Le livre de Vladimir Bolshakov.
Le livre de Vladimir Bolshakov. © dr

La présidente du FN profite de l’accueil qui lui est réservé là-bas. « Vous êtes bien connue en Russie et vous êtes une personnalité politique respectée », lui avait lancé Sergueï Narychkine lors de sa visite, selon Le Figaro. Elle met aussi en avant dans sa bibliothèque le livre élogieux de l’ancien correspondant de la Pravda à Paris, Vladimir Bolshakov (Marine Le Pen – Pourquoi la Russie en a besoin ?). Elle a d’ailleurs rencontré l’auteur en juin.
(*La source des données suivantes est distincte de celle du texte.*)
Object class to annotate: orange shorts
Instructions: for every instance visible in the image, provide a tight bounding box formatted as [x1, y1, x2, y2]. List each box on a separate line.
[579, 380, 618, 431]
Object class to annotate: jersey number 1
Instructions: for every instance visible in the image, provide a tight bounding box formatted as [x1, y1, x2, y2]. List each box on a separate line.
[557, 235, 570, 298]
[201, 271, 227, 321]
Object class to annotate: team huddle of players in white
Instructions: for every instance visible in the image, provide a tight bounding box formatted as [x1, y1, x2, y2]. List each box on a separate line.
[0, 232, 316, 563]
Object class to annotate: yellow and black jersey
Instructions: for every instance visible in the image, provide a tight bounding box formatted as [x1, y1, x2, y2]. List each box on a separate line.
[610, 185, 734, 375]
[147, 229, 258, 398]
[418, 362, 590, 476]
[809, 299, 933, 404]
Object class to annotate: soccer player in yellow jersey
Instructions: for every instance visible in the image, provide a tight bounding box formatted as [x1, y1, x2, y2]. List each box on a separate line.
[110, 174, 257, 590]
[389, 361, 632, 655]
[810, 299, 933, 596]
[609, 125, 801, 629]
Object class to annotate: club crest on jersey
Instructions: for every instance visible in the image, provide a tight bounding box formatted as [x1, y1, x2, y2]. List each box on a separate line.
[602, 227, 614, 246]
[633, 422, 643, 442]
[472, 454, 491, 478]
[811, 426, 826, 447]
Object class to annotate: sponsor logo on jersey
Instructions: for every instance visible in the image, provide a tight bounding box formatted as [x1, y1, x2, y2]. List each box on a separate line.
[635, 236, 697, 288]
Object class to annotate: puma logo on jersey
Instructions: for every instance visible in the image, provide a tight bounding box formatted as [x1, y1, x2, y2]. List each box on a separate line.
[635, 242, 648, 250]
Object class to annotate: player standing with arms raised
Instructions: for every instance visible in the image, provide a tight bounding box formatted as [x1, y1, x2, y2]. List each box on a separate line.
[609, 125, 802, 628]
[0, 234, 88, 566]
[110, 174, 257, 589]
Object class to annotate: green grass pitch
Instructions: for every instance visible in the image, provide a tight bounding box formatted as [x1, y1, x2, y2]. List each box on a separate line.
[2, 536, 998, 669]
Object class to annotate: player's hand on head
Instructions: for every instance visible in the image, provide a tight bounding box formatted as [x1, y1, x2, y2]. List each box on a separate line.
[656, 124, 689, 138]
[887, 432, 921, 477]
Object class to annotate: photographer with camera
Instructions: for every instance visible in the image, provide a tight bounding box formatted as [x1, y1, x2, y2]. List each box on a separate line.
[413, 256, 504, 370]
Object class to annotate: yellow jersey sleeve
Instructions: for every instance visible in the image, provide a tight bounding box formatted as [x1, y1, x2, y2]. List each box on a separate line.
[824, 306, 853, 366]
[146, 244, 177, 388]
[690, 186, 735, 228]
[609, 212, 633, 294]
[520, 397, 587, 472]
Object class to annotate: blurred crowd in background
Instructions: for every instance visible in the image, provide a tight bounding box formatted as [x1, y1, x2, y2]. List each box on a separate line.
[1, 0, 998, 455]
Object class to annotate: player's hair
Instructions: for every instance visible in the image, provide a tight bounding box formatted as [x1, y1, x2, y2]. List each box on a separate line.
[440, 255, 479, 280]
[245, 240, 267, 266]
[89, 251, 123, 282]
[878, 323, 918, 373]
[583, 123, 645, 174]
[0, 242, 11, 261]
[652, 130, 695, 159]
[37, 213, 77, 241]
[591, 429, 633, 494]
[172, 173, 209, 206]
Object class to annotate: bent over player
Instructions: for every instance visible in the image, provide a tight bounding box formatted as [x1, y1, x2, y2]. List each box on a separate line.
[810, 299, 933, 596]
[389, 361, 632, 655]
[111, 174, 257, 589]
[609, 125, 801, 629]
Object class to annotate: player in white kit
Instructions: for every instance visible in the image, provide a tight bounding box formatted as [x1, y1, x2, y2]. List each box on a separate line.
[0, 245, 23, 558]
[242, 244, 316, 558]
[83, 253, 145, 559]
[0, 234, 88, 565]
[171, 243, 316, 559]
« Marine Le Pen est considérée comme quelqu’un de sulfureux en France, et peut-être en Europe, mais pas à l’étranger, et notamment en Russie. Son côté autoritaire ne déplaît pas aux Russes. Jean-Marie Le Pen lui-même était reçu à l’étranger comme un homme d’État – par Reagan, par les chef d’État africains », rappelle Magali Balent.

Le Kremlin voit-il en Le Pen une alternative à droite pour l’avenir ? « Il n’est pas improbable que des dirigeants russes considèrent qu’elle a toutes ses chances en France et pourrait mieux réussir que la droite », estime la chercheuse. Ils misent aussi sur un « basculement de l’opinion publique occidentale vers un paradigme nationaliste »,dont pourrait profiter la présidente du FN, a rapporté au Figaro
le politologue Dmitri Orechkine.

Le site ProRussia TV
Le site ProRussia TV © Capture d’écran de prorussia.tv

Les Russes courtisent en tout cas l’extrême droite française. La Voix de la Russie, radio d’État russe diffusée à l’étranger, propose depuis septembre 2012 une web télé, ProRussia TV, où l’on retrouve plusieurs anciens du FN. L’objectif ? Présenter les actualités russes, françaises, internationales « sous l’angle de la réinformation », à rebours d’une « vision tronquée et manichéenne » que délivrerait « le mainstream médiatique français ». Pour ses antennes locales, la radio russe met les moyens : en Allemagne, elle a, selon Slate, financé des émissions en alignant plus de 3 millions d’euros, en 2012.

La boîte noire :Sollicités, ni Marine Le Pen, ni ses conseillers aux affaires européennes et internationales (Ludovic de Danne et Aymeric Chauprade), n’ont donné suite à nos demandes.

Contacté, Xavier Moreau a décliné notre demande d’entretien. Sollicité via le site de son association l’Alliance France-Europe Russie, Fabrice Sorlin n’a pas donné suite.

Magalie Balent est chercheuse associée à l’IRIS (institut de relations internationales et stratégiques) et à la fondation Robert Schuman. Elle est l’auteure de Le Monde selon Marine – La politique internationale du Front national, entre rupture et continuité (2012).